Question

A variable force, given by the 2 dimensional vector $\overrightarrow{F}=\left( 3{{x}^{2}}\widehat{i}+4\widehat{j} \right)$, acts on a particle. The force is in Newton and x is in metre. What is the change in the kinetic energy of the particle as it moves from the point with coordinates (2,3) to (3,0)?
(coordinates are in metres).
A. -7J
B. zero
C. 7J
D. 19J

Answer 1

Resolve the force into its horizontal and vertical components. Find the work done by each of the forces in the horizontal and vertical direction. Then use the work energy theorem that says that the total work done on a particle is equal to the change in its kinetic energy.
Formula used:
$W=\int{F.dx}$
W=Fd

Complete answer:
To find the change in the kinetic energy of the particle we will use the work energy theorem.
According to the work energy theorem, the total work done by all the forces on a particle is equal to the change in kinetic energy.
Therefore, we will find the total work done on the particle and that will be the change in kinetic energy of the particle.
Work is defined as the product of the force and the displacement of the particle in the direction of this force.
i.e. W=Fd.
In this case, the force acting on the particle is given as $\overrightarrow{F}=\left( 3{{x}^{2}}\widehat{i}+4\widehat{j} \right)$. We can divide this force into two forces. One force is acting in the horizontal direction (along x-axis) with magnitude of ${{F}_{x}}=3{{x}^{2}}$N.
The other force is acting in the vertical direction (along y-axis) with magnitude of ${{F}_{y}}$= 4N.
According to the given data, the displacement of the particle in the horizontal direction is x=1m. The displacement in vertical direction is y= -3m because it is along the negative y-axis.
Since the force ${{F}_{x}}$ depends on the x coordinate, it is a variable force. Work done by a variable force is given as $W=\int{F.dx}$.
Here, the limits of x are from x=2 to x=3.
$\Rightarrow {{W}_{x}}=\int\limits_{2}^{3}{F.dx}=\int\limits_{2}^{3}{3{{x}^{2}}.dx}$
$\Rightarrow {{W}_{x}}=3\left. \left( \dfrac{{{x}^{3}}}{3} \right) \right|_{2}^{3}$
$\Rightarrow {{W}_{x}}=3\left( \dfrac{\left( {{3}^{3}}-{{2}^{3}} \right)}{3} \right)=(27-8)=19J$
The work done by the vertical force is ${{W}_{y}}={{F}_{y}}y=4(-3)=-12J$
Hence, the total work done on the particle is $W={{W}_{x}}+{{W}_{y}}=19-12=7J$.
This means that the change in kinetic energy of the particle is 7J.
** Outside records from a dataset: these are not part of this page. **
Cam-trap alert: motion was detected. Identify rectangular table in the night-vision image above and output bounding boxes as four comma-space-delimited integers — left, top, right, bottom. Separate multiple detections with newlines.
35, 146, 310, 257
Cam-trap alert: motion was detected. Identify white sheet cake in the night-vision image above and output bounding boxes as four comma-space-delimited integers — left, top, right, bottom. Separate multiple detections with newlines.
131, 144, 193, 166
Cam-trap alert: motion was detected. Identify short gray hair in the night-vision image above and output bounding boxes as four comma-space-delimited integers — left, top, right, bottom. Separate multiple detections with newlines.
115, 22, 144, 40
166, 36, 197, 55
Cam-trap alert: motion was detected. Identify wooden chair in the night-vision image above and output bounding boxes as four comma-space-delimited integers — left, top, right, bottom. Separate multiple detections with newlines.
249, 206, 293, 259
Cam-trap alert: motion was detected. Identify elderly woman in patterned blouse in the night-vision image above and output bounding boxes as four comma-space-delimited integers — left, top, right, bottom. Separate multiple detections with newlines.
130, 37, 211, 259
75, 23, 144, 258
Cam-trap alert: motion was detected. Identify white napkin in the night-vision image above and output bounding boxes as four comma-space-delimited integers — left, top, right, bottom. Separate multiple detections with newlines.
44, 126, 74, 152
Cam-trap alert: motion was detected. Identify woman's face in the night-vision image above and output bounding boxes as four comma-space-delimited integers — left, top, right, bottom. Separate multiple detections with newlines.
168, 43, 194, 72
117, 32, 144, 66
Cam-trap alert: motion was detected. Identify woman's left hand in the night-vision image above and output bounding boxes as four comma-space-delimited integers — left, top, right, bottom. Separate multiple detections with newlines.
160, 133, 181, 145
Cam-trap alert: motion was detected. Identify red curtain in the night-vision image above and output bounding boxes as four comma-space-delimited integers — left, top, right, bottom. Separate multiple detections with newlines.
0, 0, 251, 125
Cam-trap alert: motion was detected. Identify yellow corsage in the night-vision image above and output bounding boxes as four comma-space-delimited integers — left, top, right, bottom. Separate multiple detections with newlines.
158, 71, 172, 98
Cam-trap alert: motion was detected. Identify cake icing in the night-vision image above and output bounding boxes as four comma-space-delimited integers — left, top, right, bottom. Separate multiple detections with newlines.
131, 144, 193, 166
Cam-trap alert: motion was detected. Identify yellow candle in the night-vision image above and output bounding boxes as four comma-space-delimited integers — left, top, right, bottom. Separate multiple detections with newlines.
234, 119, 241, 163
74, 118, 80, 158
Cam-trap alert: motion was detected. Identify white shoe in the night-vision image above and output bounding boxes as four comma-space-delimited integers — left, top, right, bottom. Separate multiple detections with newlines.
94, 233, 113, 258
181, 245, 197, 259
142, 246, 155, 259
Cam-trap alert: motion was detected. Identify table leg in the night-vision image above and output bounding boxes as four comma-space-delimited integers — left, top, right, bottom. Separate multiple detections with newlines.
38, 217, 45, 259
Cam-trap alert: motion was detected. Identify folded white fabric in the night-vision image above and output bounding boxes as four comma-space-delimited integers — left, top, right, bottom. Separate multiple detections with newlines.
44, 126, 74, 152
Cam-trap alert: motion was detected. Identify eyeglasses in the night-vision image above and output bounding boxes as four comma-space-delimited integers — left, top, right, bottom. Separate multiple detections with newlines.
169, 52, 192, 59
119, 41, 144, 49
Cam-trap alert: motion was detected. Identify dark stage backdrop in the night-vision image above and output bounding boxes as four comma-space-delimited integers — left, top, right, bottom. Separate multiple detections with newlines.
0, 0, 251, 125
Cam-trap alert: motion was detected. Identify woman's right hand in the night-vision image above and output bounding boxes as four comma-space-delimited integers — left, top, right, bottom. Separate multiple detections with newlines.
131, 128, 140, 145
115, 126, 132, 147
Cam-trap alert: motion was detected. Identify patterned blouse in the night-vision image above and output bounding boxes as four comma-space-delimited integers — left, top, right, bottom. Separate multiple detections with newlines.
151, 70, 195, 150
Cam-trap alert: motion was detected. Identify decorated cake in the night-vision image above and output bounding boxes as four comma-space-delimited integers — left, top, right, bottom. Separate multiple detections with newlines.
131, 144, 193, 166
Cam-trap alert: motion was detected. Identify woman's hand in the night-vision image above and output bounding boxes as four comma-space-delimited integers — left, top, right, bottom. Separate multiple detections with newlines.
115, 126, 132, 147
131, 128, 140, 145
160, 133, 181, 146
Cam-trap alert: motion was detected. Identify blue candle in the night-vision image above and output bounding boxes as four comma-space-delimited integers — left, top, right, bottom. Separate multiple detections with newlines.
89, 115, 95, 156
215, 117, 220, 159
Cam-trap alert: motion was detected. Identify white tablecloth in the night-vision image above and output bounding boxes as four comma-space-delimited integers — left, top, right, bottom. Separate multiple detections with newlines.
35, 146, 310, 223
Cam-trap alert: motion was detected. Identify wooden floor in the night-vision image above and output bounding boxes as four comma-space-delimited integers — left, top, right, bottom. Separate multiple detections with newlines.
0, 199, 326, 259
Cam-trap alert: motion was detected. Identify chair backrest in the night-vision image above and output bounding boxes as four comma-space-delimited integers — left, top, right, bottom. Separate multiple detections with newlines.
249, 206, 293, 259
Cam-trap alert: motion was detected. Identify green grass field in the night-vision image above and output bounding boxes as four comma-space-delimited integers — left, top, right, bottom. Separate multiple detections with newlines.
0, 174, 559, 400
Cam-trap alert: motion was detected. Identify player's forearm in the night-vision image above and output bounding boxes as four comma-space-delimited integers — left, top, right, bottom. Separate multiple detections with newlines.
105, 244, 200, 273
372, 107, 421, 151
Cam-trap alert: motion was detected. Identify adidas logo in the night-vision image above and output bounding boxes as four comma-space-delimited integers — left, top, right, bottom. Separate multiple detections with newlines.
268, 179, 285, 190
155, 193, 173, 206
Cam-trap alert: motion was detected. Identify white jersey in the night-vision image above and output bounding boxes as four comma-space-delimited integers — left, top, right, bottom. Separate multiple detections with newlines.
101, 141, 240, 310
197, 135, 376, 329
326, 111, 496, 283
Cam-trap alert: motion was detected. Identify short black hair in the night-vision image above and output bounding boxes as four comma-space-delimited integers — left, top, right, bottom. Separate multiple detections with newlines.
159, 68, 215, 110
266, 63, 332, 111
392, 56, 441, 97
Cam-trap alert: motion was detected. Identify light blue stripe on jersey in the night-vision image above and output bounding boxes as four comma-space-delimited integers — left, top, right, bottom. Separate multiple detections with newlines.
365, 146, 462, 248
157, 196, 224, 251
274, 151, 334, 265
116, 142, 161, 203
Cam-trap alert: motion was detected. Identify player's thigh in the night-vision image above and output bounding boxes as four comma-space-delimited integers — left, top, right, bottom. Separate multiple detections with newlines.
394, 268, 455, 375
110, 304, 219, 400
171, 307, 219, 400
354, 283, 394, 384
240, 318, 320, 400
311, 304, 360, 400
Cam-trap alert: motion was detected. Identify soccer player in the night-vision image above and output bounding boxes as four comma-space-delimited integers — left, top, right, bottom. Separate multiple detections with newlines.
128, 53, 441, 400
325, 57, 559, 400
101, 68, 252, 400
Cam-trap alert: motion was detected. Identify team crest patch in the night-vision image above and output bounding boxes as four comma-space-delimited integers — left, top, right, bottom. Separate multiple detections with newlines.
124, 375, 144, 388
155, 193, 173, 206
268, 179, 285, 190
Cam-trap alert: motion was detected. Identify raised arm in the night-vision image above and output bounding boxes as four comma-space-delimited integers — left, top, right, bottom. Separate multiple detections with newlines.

Hence, the correct option is C.

Note:
The exact definition of work done on a particle is that it is the dot product of the force and the displacement of the particle.
i.e. $W=\overrightarrow{F}.\overrightarrow{d}$.
If the horizontal force was a constant that we could have found the dot product of force and the displacement vector.
Here the displacement of the particle is $\overrightarrow{d}=\widehat{i}-3\widehat{j}$.
And the constant force be $\overrightarrow{F}={{F}_{x}}\widehat{i}+{{F}_{y}}\widehat{j}$.
Then $W=\overrightarrow{F}.\overrightarrow{d}=\left( {{F}_{x}}\widehat{i}+{{F}_{y}}\widehat{j} \right).\left( \widehat{i}-3\widehat{j} \right)=\left( {{F}_{x}}-3{{F}_{y}} \right)J$.